You're right, some poking around on Northern Tool shows some engines which would work. I will have to look later.


----------



## supton (Feb 10, 2019)

db130 said:


> I just went through this during my GX390 install which has similar mounting dimensions; the mounting holes are ~7.6" apart side to side. You do end up drilling close to the edge of the base before it rolls off, but it definitely can be done without a plate.
> 
> However, I understand the reluctance to drill. If you're going to go with the 212cc, at least go for the Hemi version (p/n 63063).
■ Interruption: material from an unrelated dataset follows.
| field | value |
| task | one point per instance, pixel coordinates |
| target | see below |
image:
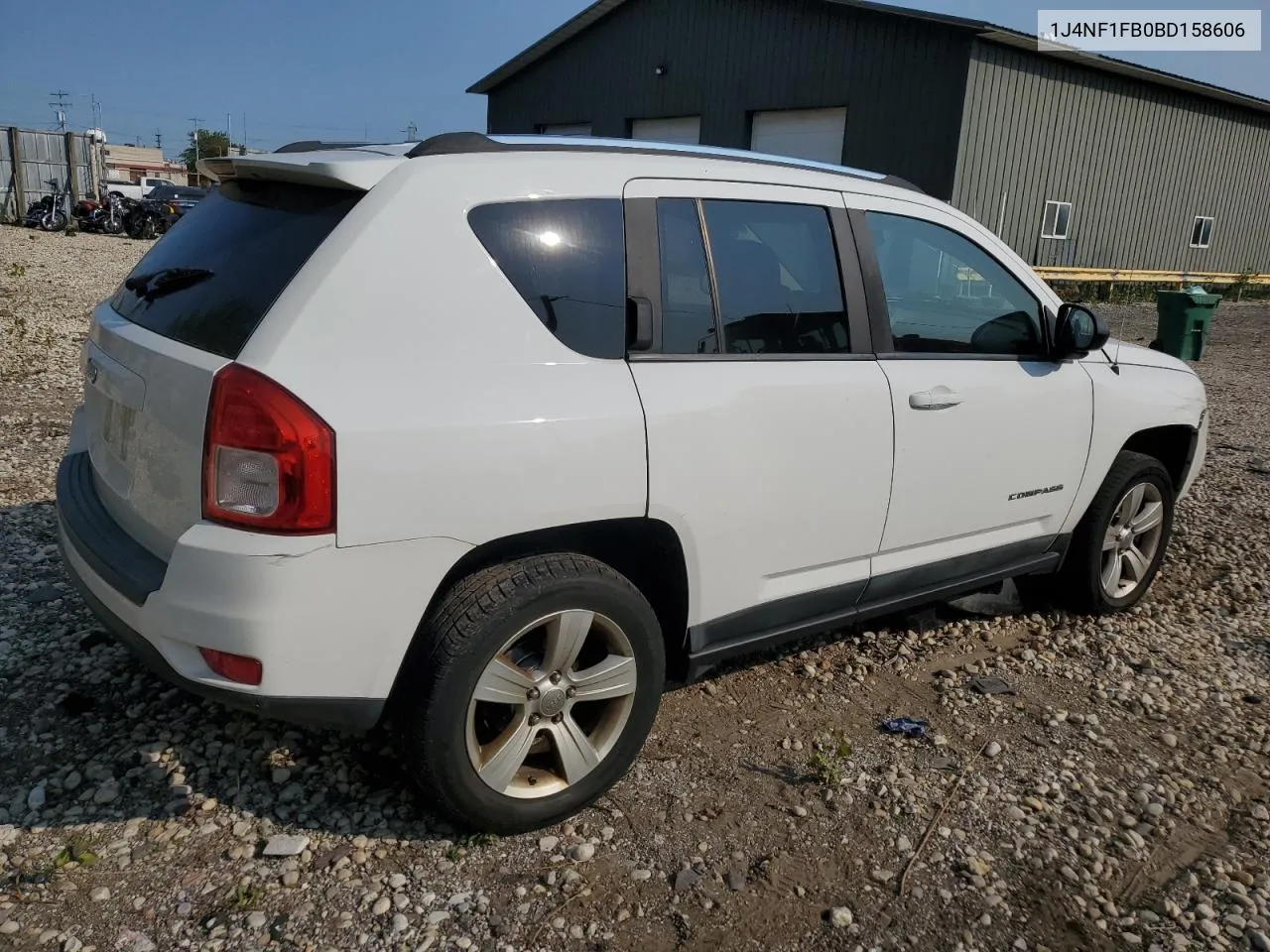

Hmm, I'll have to contemplate that, bigger is better, and HF is cheap motors. Six of one, half dozen of another. At the moment it's mostly I don't want to hammer out the mounting studs, drilling holes I don't mind (assuming they line up properly!). Yeah once out I can always drop bolts through, it's more of not having to line everything up and work from both sides of the machine while securing.


----------



## supton (Feb 10, 2019)

Well, elected to toss the 212 engine onto it, mostly so I'd get it done and out of the basement. Wound up having to remove the studs that were holding the engine to the blower; PTO was shorter (always miss something!). But the correct holes were already in place so no biggie. 3/4 to 1" adapter worked fine. All bolted up and the engine started on first pull (after I read the choke instructions for a second time). Seems to be a one-pull starting engine.

Machine is a beast. I need to put those plastic skids on as when it hits a rut it really likes to come around. It does not like uneven ground either. I think it's oversized for my driveway to be honest, but it was a free blower so it's been more of a project for fun.

Will say, 6.5 hp in the end is too small. I didn't think the 6" of snow we got was that much, nor heavy, but it definitely bogged down on the stuff by the road. 8 hp is really the lower limit I suspect--go figure, the factory installed 10 hp motor might have been there for a reason...


----------



## beandk (Feb 13, 2019)

You might check the spark timing. I got a free Ariens with Tecumseh and it seems the magneto magnet on the flywheel had come unglued and shifted. So it would make a spark but not run right. It was easy enough to find the clean spot on the flywheel where the magnet belonged and epoxy it back on.


----------



## foggysail (Feb 21, 2015)

Working an under powered machine in heavy wet snow can be a BPITA. If you are laboring to change a motor, don’t make life harder for yourself for the couple of extra bucks a 10 is going to cost


----------



## supton (Feb 10, 2019)

foggysail said:


> Working an under powered machine in heavy wet snow can be a BPITA. If you are laboring to change a motor, don’t make life harder for yourself for the couple of extra bucks a 10 is going to cost


Problem was, it's more than $100 to go bigger motor--the 6.5hp was $120 while the 13 was $360 (before any coupons). Plus I would need to figure out what belts to get. It's a 30 minute drive to get to a parts store, so running back and forth would get real old, real fast, if I don't know exactly what belt to get. Finally I knew nothing about this machine, if the auger was any good, if the diff was any good, etc.

Calculated gamble. Maybe this summer I'll get another motor (since this machine does seem to work well enough) and swap that in at my leisure. Then again, I found this machine a bit too big, so maybe I'll make it someone else's problem.


----------



## supton (Feb 10, 2019)

beandk said:


> You might check the spark timing. I got a free Ariens with Tecumseh and it seems the magneto magnet on the flywheel had come unglued and shifted. So it would make a spark but not run right. It was easy enough to find the clean spot on the flywheel where the magnet belonged and epoxy it back on.


I doubt I'll bother putting back together. At the least I need a new head gasket (could reuse but that seems dicey), and I need to grind 10 mils off the valve stem somehow in a proper flush manner--and ignore the fact that valve guide is shot. Seems like a shame but I think the old gal did its time.


----------